Deborah still sometimes tried to mow the lawn, something she still found joy in doing. But she soon had to move to a riding mower. Eventually her sister convinced her to let someone else do it. “That was hard to do. I didn’t want to give that up. It was something I felt I had control over.”
The cancer diagnosis was something she didn’t feel control over at first. But her sister – the one who was ready to go to war with cancer – stepped in to try and help get control of this new threat.
The Journey to Amgen
Sitting in the chair on stage for the Mission Week panel, Deborah drew upon her previous years of experience speaking before school administrators to curb the stage fright. She clutched a tissue in her hand because she knew the tears might come.
“That was speaking about things I worked with on a daily basis,” she said. “This was personal about having lung cancer. It was different.”
But she felt her confidence growing as she spoke. She told the audience about how she smoked for 32 years before quitting. She told them about how she changed her primary care physician.
She went over all the misdiagnoses and five or six bronchoscopies. How when they finally told her she had cancer – the same kind her mother had gotten in 2005 and died in 2007 – Jennifer began researching for help.
“I looked up everything, sort of starting fresh to learn about lung cancer and lung anatomy,” Jennifer said. “What are the treatment options? What are the outcomes? What is the mortality rate? I wanted to have all of that in my arsenal so I knew I could be a support for her.”
It bore fruit. It led to her to seeing a series of oncologists. She prepared for surgery and then chemotherapy. But then surgery got canceled and radiation was suggested. Concerned she wasn’t getting the best treatment options, Jennifer asked her sister if she could take the lead on getting her care. Deborah agreed.
Jennifer got her medical records transferred to the Duke Cancer Institute. Deborah then had surgery, followed by chemotherapy. But then came more bad news: The cancer had metastasized to her good lung.
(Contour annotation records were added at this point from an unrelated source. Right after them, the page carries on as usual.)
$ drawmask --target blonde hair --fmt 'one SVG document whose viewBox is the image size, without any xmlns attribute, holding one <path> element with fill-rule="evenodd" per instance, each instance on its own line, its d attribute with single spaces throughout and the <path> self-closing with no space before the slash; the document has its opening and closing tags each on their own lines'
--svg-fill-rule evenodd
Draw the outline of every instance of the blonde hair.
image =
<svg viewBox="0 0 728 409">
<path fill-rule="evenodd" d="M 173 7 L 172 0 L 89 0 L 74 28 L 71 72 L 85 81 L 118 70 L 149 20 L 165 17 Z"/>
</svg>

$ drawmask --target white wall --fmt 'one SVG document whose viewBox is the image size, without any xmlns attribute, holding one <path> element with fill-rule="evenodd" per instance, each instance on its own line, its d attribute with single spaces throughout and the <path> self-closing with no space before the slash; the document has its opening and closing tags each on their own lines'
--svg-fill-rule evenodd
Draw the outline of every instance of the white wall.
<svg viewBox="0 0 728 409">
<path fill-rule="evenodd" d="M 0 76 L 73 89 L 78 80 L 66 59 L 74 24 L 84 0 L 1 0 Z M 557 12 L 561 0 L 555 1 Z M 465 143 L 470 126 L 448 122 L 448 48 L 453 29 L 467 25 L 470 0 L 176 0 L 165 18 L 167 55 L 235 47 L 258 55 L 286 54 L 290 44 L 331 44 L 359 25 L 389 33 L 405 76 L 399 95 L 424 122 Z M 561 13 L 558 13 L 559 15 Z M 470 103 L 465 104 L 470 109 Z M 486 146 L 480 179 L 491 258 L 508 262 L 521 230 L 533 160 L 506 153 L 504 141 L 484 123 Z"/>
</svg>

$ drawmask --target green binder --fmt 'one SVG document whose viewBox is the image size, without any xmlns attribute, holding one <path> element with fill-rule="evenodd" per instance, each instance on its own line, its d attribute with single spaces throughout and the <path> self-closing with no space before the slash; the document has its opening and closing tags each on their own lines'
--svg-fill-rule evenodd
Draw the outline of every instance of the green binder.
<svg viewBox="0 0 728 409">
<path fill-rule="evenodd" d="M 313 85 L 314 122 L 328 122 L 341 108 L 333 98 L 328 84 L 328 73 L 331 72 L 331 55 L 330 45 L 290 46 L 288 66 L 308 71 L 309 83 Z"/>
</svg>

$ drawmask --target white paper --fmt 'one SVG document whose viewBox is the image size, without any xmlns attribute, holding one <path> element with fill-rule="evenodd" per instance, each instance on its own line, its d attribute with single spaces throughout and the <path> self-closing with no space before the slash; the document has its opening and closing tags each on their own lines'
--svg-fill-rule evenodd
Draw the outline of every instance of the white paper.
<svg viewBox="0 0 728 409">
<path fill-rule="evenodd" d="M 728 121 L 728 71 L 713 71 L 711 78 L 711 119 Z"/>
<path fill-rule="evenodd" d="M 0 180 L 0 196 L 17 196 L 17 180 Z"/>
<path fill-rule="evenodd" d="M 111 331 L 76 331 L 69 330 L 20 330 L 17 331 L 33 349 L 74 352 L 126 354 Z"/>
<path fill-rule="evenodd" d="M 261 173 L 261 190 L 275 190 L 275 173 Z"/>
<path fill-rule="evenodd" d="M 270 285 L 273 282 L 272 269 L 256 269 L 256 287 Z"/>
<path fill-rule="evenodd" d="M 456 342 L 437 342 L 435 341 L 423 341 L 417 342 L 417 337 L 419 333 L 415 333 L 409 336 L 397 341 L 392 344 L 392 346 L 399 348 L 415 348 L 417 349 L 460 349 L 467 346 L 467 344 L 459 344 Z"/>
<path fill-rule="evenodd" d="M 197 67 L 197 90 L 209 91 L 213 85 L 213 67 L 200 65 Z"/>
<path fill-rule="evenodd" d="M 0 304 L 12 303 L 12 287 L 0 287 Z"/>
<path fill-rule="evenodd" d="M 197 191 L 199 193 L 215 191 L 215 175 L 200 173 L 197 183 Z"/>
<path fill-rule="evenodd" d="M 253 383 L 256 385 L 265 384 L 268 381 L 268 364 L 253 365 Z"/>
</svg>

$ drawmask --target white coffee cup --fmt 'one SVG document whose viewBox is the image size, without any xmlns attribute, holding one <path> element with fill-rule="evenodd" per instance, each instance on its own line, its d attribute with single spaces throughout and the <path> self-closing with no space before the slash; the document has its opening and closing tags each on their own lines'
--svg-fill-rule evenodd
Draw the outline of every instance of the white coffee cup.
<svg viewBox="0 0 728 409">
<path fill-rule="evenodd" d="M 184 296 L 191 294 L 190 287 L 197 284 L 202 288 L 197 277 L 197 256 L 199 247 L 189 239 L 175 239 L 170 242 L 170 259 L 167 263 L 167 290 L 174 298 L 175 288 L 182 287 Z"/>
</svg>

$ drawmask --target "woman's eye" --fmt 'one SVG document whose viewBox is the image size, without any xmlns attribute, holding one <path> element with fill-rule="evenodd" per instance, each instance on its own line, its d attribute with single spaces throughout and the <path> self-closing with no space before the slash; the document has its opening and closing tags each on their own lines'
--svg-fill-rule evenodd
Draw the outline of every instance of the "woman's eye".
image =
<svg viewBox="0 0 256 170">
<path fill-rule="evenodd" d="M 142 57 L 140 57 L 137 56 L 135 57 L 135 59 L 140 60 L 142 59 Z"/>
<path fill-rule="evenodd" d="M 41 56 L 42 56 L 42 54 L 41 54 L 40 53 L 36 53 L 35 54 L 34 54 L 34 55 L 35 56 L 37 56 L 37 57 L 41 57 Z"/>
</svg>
But she then received the results from a biomarker test. Soon after, she learned of a clinical trial. And then a second clinical trial. Her sister was with her through it all.
“She is my saving grace,” Deborah said.
Going Home
The panel was wrapping up, but Debora Carpenter had been holding in some good news about her treatment that she shared when Murakami called upon her for some final thoughts.
She stood up and shared information about her treatment that caused the room to break out in applause.
She saw everyone rise to their feet, clapping. She sat, somewhat stunned.
Deborah also spoke of the stigma of lung cancer and urged those in the Black community to speak up about cancer rather than “whisper about it.” She told people to share their stories, too.
After the panel ended, she chatted with Bradway and the other panelists. She later met with scientists and researchers to thank them. When she was sitting with her sister outside the hall at a table, she was approached by Risha Patel.
Patel, who works with commercial insights at Amgen, wiped away tears as she told Deborah about how inspired she was by her words. They hugged and cried.
Deborah said, from her home in North Carolina a few days after Mission Week concluded, that the entire trip to Amgen was a big step toward her new purpose in life – to share the story of hope and survival for those with lung cancer.
As she spoke, she looked out at the 100-year-old walnut tree – the one she struggled to climb up as a kid. The same one her grandparents used to look at when it was much smaller and still making its way to reach the sky.
She felt good seeing the tree’s leaves turning to its fall colors just as it’s always done each year.
“I am here,” she said. “Just like that walnut tree. It’s strong and has survived and I draw inspiration from that.”